At the same time, he pledged that he would postpone the consumption tax hike from 8 to 10 percent scheduled in October 2015 to April 2017. (his speech was broadcast on TV and the link is here, although it’s in Japanese).
As the quarterly estimate of Japan’s GDP for July to September shows, the real growth rate is shrinking by an annualized rate of 1.6%. This is the second consecutive contraction, which means Japan is technically in recession.
The opposition parties and the media are now blaming Abenomics as the cause of recession, so he has to defend it vehemently. Yet in fact employment figures are better than ever, with lower unemployment rate and higher ratio of jobs to job seekers.
After he defended the record of Abenomics, the prime minister blamed the tax hike implemented on April for dampening consumption expenditure, and threatening Japan’s chance of getting out of deflation, the primary goal of Abenomics.
Nominal wages have been increasing, but real wages have been falling due to the rise of consumption tax: 3 percent increase in taxes pushes up prices by about 2 percent.
The Consumption Tax Law of 2012 has an article 18 in its appendix. According to this so-called economic conditions article, the government is obliged to implement policies to maintain the nominal growth rate of 3 percent and the real growth rate of 2 percent on average from fiscal year 2011 to 2020. Invoking the article, the prime minister decided to postpone the next increase in consumption tax scheduled on October 2015 to April 2017.
But in the same speech, Mr. Abe also stressed that when the tax increase is eventually implemented in 2017, the economic conditions article would not be invoked again. That essentially means article 18 would be removed when, per the requirement of the legislative procedure, a new law to delay the tax hike is submitted. This was intended to show the government’s commitment to fiscal consolidation to the investors.
But why couldn’t Mr. Abe postpone the next consumption tax hike without going to a general election? Especially when the LDP and its coalition partner, New Komeito Pary, have a comfortable majority in both Upper and Lower Houses of the Diet? Here comes the intricate aspect of Japanese politics.
The current schedule of consumption tax hike was decided in the Summer of 2012 by three parties: the then governing Democratic Party of Japan (DPJ), the LDP, and the New Komeito Party. The DPJ decided to raise the tax even though it was not part of its policy manifesto for the 2009 election, and suffered a devastating defeat in the last general election in December 2012.

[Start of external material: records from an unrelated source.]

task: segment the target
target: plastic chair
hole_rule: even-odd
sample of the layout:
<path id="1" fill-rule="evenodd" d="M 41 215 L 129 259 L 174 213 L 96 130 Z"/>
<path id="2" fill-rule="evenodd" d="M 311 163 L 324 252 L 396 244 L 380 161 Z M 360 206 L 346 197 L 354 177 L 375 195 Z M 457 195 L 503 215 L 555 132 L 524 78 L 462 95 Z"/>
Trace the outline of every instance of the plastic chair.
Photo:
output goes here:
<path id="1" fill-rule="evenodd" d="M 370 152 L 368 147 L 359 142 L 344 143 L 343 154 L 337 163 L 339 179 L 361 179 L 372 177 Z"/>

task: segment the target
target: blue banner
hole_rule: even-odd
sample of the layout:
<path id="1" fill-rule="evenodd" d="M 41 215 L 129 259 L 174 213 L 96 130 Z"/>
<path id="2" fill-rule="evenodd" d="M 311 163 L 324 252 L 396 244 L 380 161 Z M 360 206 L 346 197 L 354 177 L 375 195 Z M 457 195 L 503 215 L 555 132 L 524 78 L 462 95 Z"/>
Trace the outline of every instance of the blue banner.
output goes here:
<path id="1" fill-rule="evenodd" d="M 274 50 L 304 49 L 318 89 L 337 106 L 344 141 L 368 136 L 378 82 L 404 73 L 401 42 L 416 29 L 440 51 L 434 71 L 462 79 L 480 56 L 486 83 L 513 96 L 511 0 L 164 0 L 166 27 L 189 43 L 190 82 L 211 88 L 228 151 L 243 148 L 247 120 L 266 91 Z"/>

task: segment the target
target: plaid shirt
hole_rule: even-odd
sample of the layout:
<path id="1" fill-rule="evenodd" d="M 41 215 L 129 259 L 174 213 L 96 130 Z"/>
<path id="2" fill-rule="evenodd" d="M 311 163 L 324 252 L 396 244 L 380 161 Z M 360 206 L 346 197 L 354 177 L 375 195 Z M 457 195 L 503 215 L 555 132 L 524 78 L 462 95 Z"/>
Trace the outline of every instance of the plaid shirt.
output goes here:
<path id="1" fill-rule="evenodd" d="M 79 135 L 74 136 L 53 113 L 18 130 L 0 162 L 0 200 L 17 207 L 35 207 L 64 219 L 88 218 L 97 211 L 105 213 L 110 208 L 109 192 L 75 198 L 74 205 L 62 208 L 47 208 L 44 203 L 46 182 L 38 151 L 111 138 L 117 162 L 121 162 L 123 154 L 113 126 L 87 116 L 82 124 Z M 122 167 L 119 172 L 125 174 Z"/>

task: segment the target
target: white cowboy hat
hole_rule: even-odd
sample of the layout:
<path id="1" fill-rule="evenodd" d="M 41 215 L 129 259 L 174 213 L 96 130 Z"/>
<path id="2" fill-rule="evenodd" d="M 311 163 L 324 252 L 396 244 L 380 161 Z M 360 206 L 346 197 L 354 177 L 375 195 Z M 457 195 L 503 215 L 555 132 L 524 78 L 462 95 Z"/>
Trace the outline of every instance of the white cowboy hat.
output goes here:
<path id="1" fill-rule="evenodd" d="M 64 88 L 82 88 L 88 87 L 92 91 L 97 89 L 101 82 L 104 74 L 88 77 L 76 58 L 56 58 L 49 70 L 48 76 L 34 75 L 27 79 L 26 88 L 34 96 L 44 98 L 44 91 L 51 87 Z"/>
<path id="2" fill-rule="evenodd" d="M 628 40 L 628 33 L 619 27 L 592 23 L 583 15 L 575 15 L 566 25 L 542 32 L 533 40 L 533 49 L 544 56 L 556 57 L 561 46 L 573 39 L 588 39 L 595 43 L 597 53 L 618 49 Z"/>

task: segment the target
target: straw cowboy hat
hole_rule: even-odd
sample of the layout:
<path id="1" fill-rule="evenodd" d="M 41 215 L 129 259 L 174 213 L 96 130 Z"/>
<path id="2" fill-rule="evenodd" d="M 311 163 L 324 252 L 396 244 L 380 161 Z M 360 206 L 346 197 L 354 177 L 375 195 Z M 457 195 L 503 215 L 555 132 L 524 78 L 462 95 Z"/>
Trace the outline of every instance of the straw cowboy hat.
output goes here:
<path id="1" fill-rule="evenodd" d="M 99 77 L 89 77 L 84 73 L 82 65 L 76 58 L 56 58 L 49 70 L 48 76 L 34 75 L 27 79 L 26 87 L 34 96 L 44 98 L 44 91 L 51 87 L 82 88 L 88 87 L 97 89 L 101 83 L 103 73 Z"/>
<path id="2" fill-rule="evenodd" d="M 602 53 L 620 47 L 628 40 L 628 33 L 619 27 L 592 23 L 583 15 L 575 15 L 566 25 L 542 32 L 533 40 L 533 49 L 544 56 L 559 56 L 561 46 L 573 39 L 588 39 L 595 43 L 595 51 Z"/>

Abe was not happy with this deal to begin with. When he ran for and won the LDP leadership election, it was upsetting for the party establishment since Abe was reluctant to keep the three party consensus.
In the last election of 2012, the LDP pledged to keep the promise of raising consumption tax, and there are many politicians in LDP who believe that the party should stick to it. Surrounded by fiscal hawks in the LDP, the prime minister is an exception in worrying about the economic consequences of the tax increase.
He does not have full backing of his own party members on the issue of delaying the consumption tax hike. This is partly the reason why he decided to go ahead with the hike last October. He has to resort to election to win his own party’s backing.
There is also a rather shrewd political calculation: the opposition parties are unprepared for an election. The DPJ, the largest opposition party, has not yet decided half of its electoral candidates. Most of the other smaller parties may not survive the next election, thanks to Japan’s electoral system which favors bigger parties.
Furthermore, the oppositions have not yet come up with a better alternative to Abenomics. As a party comprised of diverse political and economic views, the DPJ has no coherent economic policy package to match Abenomics.
Certainly Abe has averted another disaster of raising the consumption tax for the time being, but there are two worrying aspects about this deal.
First, the prime minister is facing a general election when the economy is in recession. This is not an easy battle even with ill-prepared opposition parties. As much as he wishes to distance himself from the consumption tax hike, the hike took place during his term anyways and is therefore easily seen as his mistake. If he fails to convince the public that Abenomics is working, it would be the end of Abenomics.
Secondly, by pledging to remove the economic conditions article from the original law, he has committed to the future tax increase from 8 to 10 percent in April 2017, no matter what. In a follow-up interview, he somehow modified what this might mean, saying he would postpone the consumption tax hike if a crisis in the magnitude of Lehman Shock-type global financial crisis happens.
But committing to a future tax increase now is not the best economic policy: he should have kept the economic conditions article, or should have strengthened his commitment to reflationary policy. For example, the government and the BOJ could agree on targeting the nominal growth rate of three to four percent.
If he wins, Abe will buy about two and half years of time to pursue Abenomics, but would it be enough? The future of Abenomics and Japan is still up in the air.